The error was related to pjsip not accepting an @ in the user field of the Contact header.
Depending on whether you have external extensions, etc., you could block SIP from unknown addresses with FreePBX firewall and/or your hardware firewall. Otherwise, you shouldn’t get many of these if the attacker got blocked by fail2ban.
Sure you can. But you should notice that the country of origin of an IP address isn’t necessarily the same country the attack comes from. Depending on the routing you could also block yourself with that.
“In each incident, the intruders have left behind a “web shell,” an easy-to-use, password-protected hacking tool that can be accessed over the Internet from any browser. The web shell gives the attackers administrative access to the victim’s computer servers.”

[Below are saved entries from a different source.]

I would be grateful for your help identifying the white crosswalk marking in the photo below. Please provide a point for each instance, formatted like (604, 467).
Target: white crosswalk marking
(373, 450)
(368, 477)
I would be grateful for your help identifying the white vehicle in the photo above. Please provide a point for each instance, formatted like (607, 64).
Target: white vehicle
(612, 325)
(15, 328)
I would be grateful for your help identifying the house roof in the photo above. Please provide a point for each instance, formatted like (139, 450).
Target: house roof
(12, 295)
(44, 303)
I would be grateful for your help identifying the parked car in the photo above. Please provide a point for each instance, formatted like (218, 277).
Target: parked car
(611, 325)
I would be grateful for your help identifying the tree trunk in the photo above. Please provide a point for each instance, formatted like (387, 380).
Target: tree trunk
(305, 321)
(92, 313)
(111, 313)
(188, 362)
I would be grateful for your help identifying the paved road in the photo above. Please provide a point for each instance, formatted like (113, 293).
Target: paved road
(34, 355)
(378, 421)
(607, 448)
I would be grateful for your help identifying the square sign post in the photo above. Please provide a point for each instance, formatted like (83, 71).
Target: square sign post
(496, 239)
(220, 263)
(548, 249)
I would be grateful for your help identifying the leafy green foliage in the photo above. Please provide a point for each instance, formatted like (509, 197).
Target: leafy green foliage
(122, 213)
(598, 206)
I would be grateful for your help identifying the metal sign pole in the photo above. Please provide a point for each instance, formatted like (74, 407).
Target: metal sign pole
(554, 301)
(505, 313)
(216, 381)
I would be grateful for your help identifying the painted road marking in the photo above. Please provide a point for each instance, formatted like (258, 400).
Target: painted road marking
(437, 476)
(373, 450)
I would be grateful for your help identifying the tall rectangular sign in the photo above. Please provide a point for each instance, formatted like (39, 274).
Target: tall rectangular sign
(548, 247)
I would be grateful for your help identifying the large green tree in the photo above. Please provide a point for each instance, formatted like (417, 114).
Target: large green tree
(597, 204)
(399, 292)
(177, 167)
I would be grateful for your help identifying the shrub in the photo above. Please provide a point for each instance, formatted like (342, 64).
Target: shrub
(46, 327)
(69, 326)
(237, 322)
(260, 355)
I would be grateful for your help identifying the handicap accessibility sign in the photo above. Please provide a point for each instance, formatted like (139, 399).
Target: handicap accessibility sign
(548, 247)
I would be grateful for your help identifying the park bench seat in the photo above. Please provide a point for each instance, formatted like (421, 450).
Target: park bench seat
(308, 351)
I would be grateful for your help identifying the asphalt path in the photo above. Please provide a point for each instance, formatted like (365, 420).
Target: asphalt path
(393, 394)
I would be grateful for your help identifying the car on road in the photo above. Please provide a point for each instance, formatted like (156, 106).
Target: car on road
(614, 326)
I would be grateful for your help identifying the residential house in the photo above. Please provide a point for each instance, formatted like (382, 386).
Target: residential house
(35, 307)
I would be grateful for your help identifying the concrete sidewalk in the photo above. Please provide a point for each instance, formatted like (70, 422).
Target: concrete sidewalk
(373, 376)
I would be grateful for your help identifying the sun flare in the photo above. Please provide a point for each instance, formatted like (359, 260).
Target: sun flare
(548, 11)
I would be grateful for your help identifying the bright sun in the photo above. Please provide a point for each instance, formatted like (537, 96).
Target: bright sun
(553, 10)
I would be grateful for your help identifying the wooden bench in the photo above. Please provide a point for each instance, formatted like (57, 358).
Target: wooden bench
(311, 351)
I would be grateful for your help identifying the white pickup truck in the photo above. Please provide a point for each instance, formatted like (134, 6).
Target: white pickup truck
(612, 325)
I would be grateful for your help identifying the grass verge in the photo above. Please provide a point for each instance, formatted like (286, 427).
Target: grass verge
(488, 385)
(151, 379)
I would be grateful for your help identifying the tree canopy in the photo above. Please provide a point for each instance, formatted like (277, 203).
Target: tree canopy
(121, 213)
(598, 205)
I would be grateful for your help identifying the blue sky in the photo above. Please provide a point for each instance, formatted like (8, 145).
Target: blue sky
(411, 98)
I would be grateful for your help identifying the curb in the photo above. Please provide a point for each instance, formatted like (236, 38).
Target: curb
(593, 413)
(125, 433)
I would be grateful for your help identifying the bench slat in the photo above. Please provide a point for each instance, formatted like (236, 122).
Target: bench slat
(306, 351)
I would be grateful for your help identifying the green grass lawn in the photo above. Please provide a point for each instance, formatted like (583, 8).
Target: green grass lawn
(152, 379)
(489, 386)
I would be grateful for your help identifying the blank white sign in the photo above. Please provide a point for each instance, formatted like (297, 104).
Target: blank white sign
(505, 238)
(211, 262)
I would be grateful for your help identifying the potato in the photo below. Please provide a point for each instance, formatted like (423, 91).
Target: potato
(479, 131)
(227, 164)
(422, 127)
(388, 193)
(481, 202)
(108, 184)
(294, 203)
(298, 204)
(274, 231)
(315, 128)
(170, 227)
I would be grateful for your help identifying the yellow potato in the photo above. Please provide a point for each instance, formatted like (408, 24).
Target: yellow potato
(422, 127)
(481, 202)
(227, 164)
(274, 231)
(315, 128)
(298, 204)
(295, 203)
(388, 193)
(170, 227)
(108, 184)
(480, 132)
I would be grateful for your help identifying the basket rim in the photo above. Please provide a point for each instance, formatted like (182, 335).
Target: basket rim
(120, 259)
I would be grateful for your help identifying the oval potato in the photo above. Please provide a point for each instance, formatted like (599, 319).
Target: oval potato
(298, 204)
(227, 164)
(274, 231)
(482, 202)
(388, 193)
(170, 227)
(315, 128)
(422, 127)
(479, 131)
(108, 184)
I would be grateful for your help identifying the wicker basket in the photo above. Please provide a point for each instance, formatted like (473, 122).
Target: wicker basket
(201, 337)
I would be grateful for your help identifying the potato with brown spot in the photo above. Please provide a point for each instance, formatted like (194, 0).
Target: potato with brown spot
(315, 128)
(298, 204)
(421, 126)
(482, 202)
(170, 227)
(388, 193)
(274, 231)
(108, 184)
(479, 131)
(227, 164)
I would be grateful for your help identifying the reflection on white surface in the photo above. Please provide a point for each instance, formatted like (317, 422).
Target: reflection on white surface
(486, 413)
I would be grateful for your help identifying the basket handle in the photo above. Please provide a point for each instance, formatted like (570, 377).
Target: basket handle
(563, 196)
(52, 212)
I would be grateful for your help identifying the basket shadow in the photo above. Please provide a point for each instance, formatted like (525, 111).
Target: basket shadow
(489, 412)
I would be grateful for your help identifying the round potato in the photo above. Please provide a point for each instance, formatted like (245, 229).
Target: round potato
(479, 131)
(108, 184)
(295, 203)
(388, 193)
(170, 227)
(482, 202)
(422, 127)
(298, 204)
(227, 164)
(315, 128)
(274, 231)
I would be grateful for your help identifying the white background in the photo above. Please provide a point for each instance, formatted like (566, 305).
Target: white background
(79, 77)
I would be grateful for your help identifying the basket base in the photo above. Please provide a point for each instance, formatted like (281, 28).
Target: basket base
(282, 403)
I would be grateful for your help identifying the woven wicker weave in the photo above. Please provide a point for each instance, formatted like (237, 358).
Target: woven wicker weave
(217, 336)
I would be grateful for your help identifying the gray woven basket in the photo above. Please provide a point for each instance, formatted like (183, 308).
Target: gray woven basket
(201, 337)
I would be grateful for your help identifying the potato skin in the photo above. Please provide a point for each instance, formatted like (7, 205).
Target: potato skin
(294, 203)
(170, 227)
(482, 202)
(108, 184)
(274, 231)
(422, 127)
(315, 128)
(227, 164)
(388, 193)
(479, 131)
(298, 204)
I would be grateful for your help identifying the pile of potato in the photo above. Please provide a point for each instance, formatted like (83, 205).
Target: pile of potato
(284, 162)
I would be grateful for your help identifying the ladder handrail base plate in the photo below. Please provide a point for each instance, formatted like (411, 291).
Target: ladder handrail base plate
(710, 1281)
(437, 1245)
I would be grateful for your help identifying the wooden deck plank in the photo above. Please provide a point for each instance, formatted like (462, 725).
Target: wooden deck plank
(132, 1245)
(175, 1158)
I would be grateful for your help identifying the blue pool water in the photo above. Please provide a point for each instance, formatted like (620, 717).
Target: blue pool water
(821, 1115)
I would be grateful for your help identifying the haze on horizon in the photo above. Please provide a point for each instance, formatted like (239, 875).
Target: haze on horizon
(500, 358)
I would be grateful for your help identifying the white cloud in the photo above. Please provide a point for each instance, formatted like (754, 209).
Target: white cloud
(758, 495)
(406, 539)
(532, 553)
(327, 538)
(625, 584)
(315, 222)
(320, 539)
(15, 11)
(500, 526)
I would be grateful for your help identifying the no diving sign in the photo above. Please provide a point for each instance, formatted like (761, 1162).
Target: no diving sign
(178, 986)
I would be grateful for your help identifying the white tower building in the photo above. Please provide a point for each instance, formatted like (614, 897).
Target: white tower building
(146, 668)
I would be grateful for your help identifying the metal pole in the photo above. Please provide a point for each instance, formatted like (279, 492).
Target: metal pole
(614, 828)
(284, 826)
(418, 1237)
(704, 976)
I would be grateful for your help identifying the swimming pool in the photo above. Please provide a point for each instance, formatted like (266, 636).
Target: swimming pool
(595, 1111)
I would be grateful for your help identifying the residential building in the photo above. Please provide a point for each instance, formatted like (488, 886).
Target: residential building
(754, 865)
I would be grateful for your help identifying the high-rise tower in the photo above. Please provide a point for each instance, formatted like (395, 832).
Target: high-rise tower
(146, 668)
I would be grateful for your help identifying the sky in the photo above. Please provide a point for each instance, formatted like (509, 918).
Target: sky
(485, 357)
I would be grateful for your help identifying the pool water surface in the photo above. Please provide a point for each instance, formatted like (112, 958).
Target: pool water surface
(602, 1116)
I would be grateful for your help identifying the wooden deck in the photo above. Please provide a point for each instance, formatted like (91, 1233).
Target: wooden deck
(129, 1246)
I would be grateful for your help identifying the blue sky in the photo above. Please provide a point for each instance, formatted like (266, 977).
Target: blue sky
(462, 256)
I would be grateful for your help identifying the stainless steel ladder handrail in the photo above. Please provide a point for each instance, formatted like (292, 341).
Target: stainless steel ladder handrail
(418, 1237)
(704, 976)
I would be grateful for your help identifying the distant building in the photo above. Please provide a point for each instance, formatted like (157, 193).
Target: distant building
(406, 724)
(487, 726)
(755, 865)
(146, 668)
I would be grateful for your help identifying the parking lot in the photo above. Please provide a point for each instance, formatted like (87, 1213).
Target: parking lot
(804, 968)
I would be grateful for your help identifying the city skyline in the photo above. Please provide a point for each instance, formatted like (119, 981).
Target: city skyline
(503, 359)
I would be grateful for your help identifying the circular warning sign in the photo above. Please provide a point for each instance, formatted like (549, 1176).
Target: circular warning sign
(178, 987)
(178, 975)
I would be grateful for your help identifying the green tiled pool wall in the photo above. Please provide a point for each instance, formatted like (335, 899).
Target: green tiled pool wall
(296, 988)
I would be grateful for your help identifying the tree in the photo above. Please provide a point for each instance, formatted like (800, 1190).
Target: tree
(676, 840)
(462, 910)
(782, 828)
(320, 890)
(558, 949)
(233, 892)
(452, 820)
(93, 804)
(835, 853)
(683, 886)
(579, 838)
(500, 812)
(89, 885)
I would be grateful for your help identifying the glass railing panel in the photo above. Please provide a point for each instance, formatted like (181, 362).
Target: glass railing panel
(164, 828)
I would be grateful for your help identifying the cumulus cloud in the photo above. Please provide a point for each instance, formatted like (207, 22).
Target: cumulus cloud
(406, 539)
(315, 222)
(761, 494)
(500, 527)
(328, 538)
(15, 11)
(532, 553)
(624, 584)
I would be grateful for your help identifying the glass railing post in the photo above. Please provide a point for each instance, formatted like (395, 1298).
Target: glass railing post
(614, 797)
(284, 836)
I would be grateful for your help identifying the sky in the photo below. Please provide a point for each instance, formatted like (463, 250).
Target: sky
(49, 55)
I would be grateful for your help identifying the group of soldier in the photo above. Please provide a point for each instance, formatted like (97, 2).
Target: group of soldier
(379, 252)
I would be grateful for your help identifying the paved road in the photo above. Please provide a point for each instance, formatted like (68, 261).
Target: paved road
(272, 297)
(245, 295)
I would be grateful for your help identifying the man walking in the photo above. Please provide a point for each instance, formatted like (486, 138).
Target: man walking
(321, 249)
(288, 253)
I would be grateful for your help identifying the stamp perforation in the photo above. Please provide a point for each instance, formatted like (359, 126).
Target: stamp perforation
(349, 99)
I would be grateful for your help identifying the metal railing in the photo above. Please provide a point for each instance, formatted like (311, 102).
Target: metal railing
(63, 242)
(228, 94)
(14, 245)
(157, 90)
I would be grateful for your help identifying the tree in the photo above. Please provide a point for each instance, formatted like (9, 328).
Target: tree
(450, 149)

Hard to be empirical, but over the years I have seen +99.9% probes coming in from UDP/5000-5099 . That leaves you over 60000 more choices and at least two other protocols, choose wisely and you will get significantly less noise. Add a port scan and port flood rule to your iptables against that chosen port and you will feel like the Maytag repairman
If your firewall allows any IP to scan 65000 ports or anynumber of IP’s to scan any one port that you use more than a few per second without doing something about it, I would suggest your firewall is pretty lame.
Little surprised we’re having this discussion. The idea is you employ other people’s servers in the U.S. to run attack scripts targeting VoIP servers elsewhere, NOT on the Exchange server. I was simply giving you one of many examples of compromised U.S. IP addresses. Perhaps you’ve heard of Solarwinds?